Madiha Tahir

Madiha Tahir is an Assistant Professor of American Studies and the co-director of the Yale Ethnography Hub. She is an interdisciplinary scholar of technology and war with interest and expertise in digital war, surveillance, militarism, and empire and technology studies from below. Her work intersects the anthropology of war with insights from the fields of postcolonial, South Asian, and Black Studies literatures to reframe our understanding of technology, war, and US imperialism. For the 2023–2024 academic year, Tahir is also a Whitney Humanities Faculty Fellow.
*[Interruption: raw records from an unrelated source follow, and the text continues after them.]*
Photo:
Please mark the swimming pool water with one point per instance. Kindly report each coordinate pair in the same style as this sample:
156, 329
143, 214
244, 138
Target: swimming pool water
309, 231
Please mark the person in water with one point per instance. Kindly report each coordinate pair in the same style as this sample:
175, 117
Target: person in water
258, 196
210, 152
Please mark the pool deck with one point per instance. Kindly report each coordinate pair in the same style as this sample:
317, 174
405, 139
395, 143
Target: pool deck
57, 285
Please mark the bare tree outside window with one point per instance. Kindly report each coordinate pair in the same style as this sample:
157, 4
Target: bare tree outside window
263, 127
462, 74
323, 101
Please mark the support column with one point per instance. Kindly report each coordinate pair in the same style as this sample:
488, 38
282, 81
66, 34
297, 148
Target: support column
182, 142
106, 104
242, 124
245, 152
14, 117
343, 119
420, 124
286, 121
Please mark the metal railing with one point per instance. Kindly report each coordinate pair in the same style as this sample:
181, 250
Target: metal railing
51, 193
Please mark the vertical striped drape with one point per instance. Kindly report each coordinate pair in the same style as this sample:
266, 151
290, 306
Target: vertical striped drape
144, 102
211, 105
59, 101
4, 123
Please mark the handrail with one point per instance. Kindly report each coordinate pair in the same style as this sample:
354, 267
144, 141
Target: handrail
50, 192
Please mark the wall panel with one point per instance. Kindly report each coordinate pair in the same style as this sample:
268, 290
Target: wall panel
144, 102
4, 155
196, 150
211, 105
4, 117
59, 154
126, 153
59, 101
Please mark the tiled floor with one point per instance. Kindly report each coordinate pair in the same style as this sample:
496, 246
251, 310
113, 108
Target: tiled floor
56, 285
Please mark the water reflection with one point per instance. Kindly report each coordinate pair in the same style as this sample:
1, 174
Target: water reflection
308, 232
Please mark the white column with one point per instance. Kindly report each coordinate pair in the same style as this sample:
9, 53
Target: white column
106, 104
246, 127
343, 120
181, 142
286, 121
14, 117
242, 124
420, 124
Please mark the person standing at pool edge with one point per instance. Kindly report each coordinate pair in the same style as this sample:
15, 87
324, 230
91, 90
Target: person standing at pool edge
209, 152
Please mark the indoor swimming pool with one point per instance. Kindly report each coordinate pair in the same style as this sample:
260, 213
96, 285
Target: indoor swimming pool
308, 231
Tahir’s current book project explores U.S. drone warfare and transnational militarism in the Pakistan-Afghanistan borderlands. She is currently also pursuing a collaborative, multimodal project on the afterlives of the ‘war on terror’ funded by Columbia University’s Brown Institute for Media Innovation. Tahir is the co-editor of Public Culture’s special issue “Violence and Policing” (2019) and the co-curator, with Adrien Zakar, of Technologies of War, a public humanities virtual series of ongoing conversations on the role of the humanities in the wake of the war(s).

A former journalist, she is the director of Wounds of Waziristan, a short documentary essay film that tracks two drone survivors as they reflect on the afterlife of bombardment. She is also the co-founder of the South Asian bilingual, online journal Tanqeed with Mahvish Ahmad, and the co-editor of Dispatches from Pakistan (University of Minnesota Press).

Before coming to Yale, Tahir was a Mellon Postdoctoral Research Fellow at the Center for Imagination in the Borderlands at ASU. She received her Ph.D. from Columbia University.